What is so incredible about this tool is that we are finally able to understand more about why population studies in nutrition are constantly conflicting. You can fine-tune every part of your biochemistry for more energy, strength, power, and endurance by understanding where your higher needs are, and potential sensitivities lie.

Genetics enables us to move into the world of personalized medicine, where we can focus on the individual and move away from sweeping generalized recommendations.

Genetics and Your VO2 Max

People who have a heterozygous or homozygous variant in the PPARGC1A gene in the Nutrition Genome Report have a VO2 max (maximum oxygen capacity) that is 20-50% lower. Ashwagandha and eleuthero root are two adaptogens that have been proven to increase VO2 max. But what about cold water?

Athletes are constantly trying to improve their VO2 max and cold exposure may be a way to do it. Since the mitochondria (the powerhouse of the cell) are what give us the ability to use oxygen in order to produce cellular energy, the more we have the more aerobic potential we can obtain. Cold exposure activates the PPARGC1A gene, which makes more mitochondria in the muscle.

One study had men immerse one leg in cold water at 50°F (10°C) for 15 minutes, 3 times a week for four weeks after running while the other leg served as a control. Researchers discovered that the cold water leg had an increase in the number of mitochondria in the muscle tissue.

In another study, 9 well-trained runners performed three repetitions of a simulated trail run on a motorized treadmill, designed to induce muscle damage. Three different recovery modalities (whole body cryotherapy, far infrared or passive modalities) were used in random order immediately post-run, 24 hours and 48 hours after exercise. The whole body cryotherapy was most effective, with a 20% increase in speed and power up to two days later.

Genetics, Collagen Production and Injury Risk

Let’s take a look at just one gene for collagen. COL1A1 produces alpha 1 chain of type I collagen, a major protein in tendons and ligaments. According to this study, the gene encoding for the alpha1 chain of type I collagen (COL1A1) has been shown to be associated with cruciate ligament ruptures and shoulder dislocations.

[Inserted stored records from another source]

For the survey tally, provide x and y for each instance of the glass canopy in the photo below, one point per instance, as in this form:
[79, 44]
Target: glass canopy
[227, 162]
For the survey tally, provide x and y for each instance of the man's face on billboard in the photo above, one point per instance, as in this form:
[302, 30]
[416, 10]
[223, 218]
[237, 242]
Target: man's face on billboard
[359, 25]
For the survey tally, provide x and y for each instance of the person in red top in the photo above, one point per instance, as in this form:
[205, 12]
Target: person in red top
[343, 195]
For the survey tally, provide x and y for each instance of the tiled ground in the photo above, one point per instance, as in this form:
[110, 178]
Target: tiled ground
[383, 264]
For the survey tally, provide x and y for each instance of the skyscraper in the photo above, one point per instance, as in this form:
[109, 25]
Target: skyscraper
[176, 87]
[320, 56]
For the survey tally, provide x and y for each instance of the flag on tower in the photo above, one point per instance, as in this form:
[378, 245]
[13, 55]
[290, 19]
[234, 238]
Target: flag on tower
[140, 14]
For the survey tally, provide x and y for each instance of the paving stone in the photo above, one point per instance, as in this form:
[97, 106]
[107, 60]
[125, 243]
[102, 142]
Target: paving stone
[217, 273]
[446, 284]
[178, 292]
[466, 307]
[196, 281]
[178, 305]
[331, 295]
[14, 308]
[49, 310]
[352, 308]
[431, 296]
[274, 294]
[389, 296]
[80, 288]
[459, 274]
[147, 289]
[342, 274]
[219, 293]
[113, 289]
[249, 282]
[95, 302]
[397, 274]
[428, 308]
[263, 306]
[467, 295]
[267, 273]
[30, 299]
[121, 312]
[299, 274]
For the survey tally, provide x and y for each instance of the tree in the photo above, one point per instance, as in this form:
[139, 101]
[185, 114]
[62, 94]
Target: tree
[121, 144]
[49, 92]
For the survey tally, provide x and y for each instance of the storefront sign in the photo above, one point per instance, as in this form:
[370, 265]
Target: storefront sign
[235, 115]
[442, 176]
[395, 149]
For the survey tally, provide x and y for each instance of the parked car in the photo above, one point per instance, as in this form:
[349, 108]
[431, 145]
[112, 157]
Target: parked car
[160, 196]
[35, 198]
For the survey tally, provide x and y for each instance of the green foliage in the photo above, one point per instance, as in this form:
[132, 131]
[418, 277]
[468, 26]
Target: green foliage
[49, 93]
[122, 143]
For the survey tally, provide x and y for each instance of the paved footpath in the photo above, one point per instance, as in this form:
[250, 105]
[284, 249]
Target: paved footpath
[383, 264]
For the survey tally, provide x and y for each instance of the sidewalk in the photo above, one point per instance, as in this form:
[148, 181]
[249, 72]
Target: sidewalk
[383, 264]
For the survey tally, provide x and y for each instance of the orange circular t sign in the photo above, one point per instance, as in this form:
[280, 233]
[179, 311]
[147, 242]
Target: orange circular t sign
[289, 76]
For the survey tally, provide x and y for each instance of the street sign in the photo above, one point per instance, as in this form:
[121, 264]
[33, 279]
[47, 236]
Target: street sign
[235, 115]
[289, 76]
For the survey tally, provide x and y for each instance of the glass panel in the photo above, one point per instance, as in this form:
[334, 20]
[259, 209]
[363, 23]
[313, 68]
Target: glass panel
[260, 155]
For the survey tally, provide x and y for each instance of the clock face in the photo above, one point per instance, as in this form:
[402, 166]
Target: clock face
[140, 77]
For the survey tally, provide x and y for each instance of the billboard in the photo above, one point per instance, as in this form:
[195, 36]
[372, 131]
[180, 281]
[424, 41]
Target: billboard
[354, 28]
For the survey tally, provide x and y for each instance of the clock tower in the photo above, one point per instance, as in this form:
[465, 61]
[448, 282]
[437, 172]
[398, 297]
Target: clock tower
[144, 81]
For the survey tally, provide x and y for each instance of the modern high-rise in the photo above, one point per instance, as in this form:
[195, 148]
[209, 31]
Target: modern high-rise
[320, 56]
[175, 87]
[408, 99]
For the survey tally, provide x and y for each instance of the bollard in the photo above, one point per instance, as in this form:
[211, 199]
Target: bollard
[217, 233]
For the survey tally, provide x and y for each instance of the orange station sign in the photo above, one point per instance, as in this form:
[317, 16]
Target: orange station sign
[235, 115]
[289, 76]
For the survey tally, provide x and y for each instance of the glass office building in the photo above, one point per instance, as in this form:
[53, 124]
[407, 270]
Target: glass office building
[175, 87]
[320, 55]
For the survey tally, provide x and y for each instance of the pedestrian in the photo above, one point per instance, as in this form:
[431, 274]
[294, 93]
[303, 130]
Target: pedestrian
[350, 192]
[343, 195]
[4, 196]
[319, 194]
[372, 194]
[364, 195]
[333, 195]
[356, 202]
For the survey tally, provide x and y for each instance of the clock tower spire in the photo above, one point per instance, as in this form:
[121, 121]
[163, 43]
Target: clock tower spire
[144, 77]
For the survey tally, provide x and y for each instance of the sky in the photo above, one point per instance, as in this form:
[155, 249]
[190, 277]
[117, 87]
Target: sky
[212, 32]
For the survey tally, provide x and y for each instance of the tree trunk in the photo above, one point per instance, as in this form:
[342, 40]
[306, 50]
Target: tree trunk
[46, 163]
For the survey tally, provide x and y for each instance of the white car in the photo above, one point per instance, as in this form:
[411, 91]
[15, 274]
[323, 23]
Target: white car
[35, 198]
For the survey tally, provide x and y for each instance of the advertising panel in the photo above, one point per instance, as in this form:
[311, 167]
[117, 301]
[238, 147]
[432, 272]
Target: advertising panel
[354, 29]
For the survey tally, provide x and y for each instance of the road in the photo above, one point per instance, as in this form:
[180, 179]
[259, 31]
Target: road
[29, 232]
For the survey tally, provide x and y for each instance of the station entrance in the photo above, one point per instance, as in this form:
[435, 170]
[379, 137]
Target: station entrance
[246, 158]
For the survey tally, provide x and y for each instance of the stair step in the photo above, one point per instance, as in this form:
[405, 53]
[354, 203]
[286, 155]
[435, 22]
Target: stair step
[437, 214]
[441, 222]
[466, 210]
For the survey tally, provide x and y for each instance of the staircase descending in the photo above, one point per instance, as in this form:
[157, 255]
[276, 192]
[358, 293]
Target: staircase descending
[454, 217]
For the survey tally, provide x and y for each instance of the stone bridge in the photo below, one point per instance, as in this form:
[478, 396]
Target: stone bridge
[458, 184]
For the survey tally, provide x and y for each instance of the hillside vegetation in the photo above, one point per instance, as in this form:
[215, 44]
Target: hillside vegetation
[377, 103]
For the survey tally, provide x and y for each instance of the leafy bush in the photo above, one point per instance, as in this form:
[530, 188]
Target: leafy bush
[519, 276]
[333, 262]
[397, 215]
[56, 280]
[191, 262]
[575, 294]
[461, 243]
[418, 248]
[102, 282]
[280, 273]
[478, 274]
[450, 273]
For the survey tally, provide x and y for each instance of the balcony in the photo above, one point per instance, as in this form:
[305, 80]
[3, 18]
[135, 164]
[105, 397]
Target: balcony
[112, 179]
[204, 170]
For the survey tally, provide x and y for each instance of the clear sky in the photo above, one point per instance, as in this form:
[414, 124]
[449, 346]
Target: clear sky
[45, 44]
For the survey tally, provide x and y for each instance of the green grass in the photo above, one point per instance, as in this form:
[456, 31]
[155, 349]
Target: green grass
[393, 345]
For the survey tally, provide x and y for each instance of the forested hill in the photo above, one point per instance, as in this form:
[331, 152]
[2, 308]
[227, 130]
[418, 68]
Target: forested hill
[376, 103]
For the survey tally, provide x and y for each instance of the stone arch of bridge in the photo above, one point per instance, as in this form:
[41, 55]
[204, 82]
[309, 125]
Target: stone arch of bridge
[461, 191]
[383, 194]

ACL ruptures are considered the most severe injury sustained in sports. The T variant produces more COL1A1. Two TT’s reduced risk of ACL rupture by ten times, while only 5% have two TT’s. Consider the following from a Stanford lecture on injuries:

  • Approximately 30-75% of runners and 50-75% of triathletes are injured each year.
  • 159 MLB players injured in 2013, costing 602 million in salaries (18.9% of total MLB payroll).
  • 100,000-250,000 ACL reconstructions per year costing 1.7-6.25 billion in direct healthcare costs.
  • 75% of the track team at Stanford gets injured.

How to Epigenetically Improve Gene Function

Let’s say you have the homozygous CC genotype that requires a much higher collagen intake. This means that vitamin C, lysine, glycine and proline may be required in higher amounts in those with poor collagen production and injury recovery, which is a large percentage of the population.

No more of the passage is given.